3 Sokaklarda ve dükkânlarda şahadet etmek: Bunda başarılı olabilmek için her şeyden önce daima yanımızda birkaç tür yayın bulundurmalıyız. Bazen sokakta bir adres veya yer sorarak da bir sohbet başlatıp bir yayın verebiliriz. Bunu yapmaya çalışırken, aceleyle bir yere koşan kişiye değil, zaten bir yerde durup bekleyen veya acelesi olmayan biriyle konuşmak daha yararlı olabilir; böyle bir girişim olumlu sonuç verecektir. Dükkânlarda şahadet ederek de, belki evlerinde bulamadığımız dükkân sahibi veya diğer çalışanları bulabiliriz. Düşünceli davranmalıyız. İster bu amaçla direkt ziyaretler yaparken, isterse bir şahadet vermek amacıyla bir alışveriş gerçekleştirirken, mümkünse dükkânlarda müşterilerin az olacağı bir zamanı seçmek yerinde olur.
4 Rastlantılarda ve dükkânlarda şahadet ederek, sadece “Seri” kitaplarını sunabileceğimizi sanmayalım. Küçük ve büyük kitapları da sunabiliriz. Başarılı bir müjdeci: “Son yayımlanan kitabımızı gördünüz mü?” diye sorarak sohbete başlayabilir. Başka biri ise, basit şekilde: “Size sunmak istediğim bir kitap var” diyerek. Bu nedenle akraba, tanıdık, okul ve iş arkadaşlarımızı ziyaret ederken, küçük ve büyük kitapları da yanımıza alalım. Ziyaret etmek için başkalarından aldığımız adreslerde de kimi arayabileceğimizi bilerek, yanımıza uygun yayınlar alabiliriz.

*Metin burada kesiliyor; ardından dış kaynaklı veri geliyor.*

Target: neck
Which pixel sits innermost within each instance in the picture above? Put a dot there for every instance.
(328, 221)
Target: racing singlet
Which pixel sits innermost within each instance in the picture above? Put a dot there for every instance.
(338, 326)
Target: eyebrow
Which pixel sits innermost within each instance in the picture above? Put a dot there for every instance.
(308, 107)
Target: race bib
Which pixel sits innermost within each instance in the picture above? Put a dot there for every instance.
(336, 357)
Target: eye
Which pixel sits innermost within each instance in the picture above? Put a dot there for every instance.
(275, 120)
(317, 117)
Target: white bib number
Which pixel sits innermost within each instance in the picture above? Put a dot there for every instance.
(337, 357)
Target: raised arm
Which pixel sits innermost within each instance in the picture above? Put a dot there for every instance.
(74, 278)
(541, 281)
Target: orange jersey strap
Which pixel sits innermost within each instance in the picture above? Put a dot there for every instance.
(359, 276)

5 Bazı kardeşler tanıdıklarının bir listesini yaptılar ve uzaklarda olanların veya vakit açısından ziyaret edemedikleri kişilerin adreslerini ihtiyarlara verdiler. Bu, övgüye layık bir davranıştır. Bu adreslerden cemaat sahasındakiler, cemaatteki müjdecilere verildi veya diğerleri oturdukları yerlerdeki sahayı çalıştıran cemaatlere gönderildi ve iyi sonuçlar alındı. Amacımız herkese şahadet olduğuna göre, bu işi acaba nasıl genişletebiliriz? Bazıları, böyle bir liste yapmakta güçlük çekiyorsa, acaba bizzat Hizmet Nazırı veya cemaat kitap tetkiki idarecileri veyahut o gruptaki diğer yetenekli biraderler böyle kişilerle oturup birlikte tanıdıklarının bir listesini hazırlayabilirler mi? Ve rastlantılarda belki uzun konuşma olanağımız olmaz. Bu nedenle, ilgi gösterenlerin adreslerini alıp, yukarıda sözü edildiği gibi değerlendirelim.
6 Herkesin hakikati duyması Yehova’nın iradesidir. “Susayan gelsin; isteyen meccanen hayat suyu alsın.” (Vah. 22:17) Tüm insanlara erişmek için samimi bir çaba harcamakla, Yehova’nın sevdiği gibi insanları sevdiğimizi göstermiş oluruz.—Yuh. 3:16.